As we all know, pupil squee_spoon plays Rubik‘s Cube every day. He registered a Cube competition recently. Many competitors will attend this competition. But limited by the area,at most 3 competitors
can compete at the same time, proper arrangement will save time.

There are n competitors registered the competition, we can look up every person’s competition history by visiting World Cube Association (WCA) official website, the ithcompetitor’s past result is ai second(s). To simplify
the problem, we assume every competitor will get the same result as he/she did in past competition. For example, squee_spoonfinished his solving in last competition with the result of 8 seconds, so we think that he will
also get 8 seconds in the upcoming competition.

To become a international grandmaster, you must solve this problem. Schedule all of n competitors, and make the total time as short as possible.

Input

Single test case.

The first line contains an integer n (1<=n<=50) -- the number of competitors.

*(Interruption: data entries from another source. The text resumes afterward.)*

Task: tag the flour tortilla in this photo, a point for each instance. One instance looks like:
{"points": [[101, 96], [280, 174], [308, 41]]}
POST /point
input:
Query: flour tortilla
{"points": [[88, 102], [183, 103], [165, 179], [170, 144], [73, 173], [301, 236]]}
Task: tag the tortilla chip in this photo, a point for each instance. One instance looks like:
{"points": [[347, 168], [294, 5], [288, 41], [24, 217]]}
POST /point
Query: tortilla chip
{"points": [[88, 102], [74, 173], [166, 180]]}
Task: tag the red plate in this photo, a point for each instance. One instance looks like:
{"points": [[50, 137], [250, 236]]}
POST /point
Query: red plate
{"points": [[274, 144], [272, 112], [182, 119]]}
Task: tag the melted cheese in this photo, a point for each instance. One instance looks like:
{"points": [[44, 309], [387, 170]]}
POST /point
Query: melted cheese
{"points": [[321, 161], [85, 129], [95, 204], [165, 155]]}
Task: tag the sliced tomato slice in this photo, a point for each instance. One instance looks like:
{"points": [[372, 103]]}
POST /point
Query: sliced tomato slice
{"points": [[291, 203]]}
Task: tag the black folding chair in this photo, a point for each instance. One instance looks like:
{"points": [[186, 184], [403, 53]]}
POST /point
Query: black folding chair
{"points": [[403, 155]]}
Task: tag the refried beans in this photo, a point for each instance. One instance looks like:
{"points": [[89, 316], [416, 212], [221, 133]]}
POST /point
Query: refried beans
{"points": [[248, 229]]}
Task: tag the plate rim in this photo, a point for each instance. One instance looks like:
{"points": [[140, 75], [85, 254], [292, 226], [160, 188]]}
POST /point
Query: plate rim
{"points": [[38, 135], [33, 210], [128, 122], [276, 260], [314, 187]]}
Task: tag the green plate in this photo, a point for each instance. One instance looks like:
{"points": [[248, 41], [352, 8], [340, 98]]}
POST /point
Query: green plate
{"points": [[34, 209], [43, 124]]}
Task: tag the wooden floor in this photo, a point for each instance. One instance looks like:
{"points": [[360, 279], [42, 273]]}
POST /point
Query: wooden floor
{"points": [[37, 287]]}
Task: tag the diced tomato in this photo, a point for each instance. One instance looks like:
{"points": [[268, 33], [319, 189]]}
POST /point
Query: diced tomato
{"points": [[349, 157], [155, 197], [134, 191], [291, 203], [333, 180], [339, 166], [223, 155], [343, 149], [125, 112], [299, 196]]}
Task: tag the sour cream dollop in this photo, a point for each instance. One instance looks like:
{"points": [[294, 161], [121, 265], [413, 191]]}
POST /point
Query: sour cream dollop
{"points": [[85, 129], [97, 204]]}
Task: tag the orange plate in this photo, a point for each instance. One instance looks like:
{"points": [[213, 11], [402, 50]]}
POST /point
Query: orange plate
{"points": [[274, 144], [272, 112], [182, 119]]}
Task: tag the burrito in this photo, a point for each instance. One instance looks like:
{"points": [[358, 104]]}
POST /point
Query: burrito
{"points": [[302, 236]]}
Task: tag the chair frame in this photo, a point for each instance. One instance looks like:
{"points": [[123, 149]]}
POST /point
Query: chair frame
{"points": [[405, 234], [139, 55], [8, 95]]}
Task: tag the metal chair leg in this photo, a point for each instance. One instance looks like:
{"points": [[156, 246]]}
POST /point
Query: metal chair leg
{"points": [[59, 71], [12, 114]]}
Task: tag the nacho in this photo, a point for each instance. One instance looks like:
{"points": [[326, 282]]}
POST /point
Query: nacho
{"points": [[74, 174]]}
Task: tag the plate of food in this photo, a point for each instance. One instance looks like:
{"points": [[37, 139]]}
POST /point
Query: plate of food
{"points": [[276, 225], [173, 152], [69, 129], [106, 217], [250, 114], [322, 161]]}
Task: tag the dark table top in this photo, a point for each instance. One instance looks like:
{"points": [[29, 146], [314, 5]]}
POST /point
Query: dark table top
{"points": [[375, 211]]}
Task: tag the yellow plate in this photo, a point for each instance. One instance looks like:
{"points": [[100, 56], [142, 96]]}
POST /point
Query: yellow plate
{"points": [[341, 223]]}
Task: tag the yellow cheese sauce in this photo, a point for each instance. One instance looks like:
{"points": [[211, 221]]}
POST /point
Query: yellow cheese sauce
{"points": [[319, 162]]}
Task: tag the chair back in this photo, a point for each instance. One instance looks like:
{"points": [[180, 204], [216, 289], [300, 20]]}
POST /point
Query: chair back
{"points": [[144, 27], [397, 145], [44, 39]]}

The second line contains n integers a1~an (1<=ai<=60), ai indicate the ith competitor’s result.

Output

Print a single number, the minimum total time of this competition.

Sample Input

4
3 4 2 2

Sample Output

4

HINT

In the sample, we can divide all competitors into 3 groups:(1)(2)(3,4)

- At the beginning, 1st, 2nd and 3rd competitor started.

- At the end of 2 second, 3rd competitor finished. 4th competitor started.

- At the end of 3 second, 1st competitor finished.

- At the end of 4 second, 2nd and 4th competitor finished. All 4 persons has finished.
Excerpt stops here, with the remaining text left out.